Because Viasat’s roots are in providing communications equipment to the military, government representatives often reach out to the company for support during natural disasters.
In some cases, Viasat employees go to the disaster sites. In late 2018, they supported the military while it helped victims of floods triggered by Hurricane Michael.
In others, it’s the company’s retailers looking to help in an emergency. These are Viasat’s independent retailers, who sell the internet service in communities across the country.
In the past couple of years, Viasat retailers have set up temporary systems in emergency shelters in the wake of hurricanes in Texas and North Carolina and other states. They’ve also helped in the aftermath of volcanoes in Hawaii and wildfires in California. The connection is important to people who’ve been displaced from their homes, giving them a way to contact loved ones and do other business online.
Satellite connectivity from Viasat is also important for first responder organizations – like the American Red Cross. The Washington, D.C.-based humanitarian agency owns approximately 60 portable Viasat systems it can take to any emergency site. Each kit comes in a portable case that weighs about 30 pounds.

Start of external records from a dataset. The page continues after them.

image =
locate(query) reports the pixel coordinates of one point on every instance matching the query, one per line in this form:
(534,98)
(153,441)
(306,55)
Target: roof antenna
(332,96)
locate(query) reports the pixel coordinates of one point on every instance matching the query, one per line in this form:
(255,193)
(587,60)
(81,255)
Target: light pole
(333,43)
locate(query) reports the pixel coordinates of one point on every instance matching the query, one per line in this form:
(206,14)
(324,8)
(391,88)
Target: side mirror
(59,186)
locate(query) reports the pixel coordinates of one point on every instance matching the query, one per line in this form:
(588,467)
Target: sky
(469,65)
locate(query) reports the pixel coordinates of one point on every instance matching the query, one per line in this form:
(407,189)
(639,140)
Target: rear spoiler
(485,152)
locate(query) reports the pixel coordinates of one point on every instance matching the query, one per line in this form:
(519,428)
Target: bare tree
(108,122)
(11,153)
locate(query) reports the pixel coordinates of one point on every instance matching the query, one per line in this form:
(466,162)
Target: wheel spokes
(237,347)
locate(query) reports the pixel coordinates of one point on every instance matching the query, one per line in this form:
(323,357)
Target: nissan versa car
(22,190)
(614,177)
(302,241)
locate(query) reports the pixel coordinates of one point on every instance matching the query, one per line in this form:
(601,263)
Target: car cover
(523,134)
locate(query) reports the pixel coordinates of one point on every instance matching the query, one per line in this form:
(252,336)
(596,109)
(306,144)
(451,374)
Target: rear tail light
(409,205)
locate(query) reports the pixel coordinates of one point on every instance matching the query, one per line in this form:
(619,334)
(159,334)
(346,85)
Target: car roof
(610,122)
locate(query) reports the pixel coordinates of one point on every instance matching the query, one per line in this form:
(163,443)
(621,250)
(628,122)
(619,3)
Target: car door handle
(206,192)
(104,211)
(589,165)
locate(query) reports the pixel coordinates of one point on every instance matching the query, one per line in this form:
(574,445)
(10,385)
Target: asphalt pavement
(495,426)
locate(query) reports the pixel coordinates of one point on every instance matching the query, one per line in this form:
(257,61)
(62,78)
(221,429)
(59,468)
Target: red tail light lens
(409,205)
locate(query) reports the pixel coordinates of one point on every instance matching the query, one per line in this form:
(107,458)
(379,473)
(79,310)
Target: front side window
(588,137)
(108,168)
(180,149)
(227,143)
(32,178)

To date, most of Viasat’s emergency response work has been in the United States. But ViaSat-2 and future satellites are expected to extend the company’s emergency coverage reach further.
In Mexico, Viasat’s operations manager Eliezer DeLeon is working with a local government to create a new portable system that can be used in earthquakes and other emergencies if terrestrial-based cell service isn’t available.
“We are working on a model that lets them carry the equipment to a site where it’s needed most,” DeLeon said. “It can function as a control center where they can re-establish connectivity at least for Wi-Fi or messaging to central command.”
“Offering something that’s flexible and affordable is key to these efforts,” DeLeon said. “The goal is to create a solution that’s easy to move and inexpensive. We are just in the first stages of this project, trying to create a model to offer to different organizations and governments.”
Along with the Red Cross, another entity interested in Viasat’s emergency response capabilities is NATO. In the fall of 2018, the company was part of a large-scale field test to show how portable satellite terminals can be quickly set up in the event of an emergency.
With the anticipated launch of Viasat’s forthcoming class of Viasat-3 satellites, we hope to expand the company’s ability to provide such help to other locations around the world.
“As long as we have coverage and there’s a need for emergency response support or special event supports, there will be a need for this,” Loera said.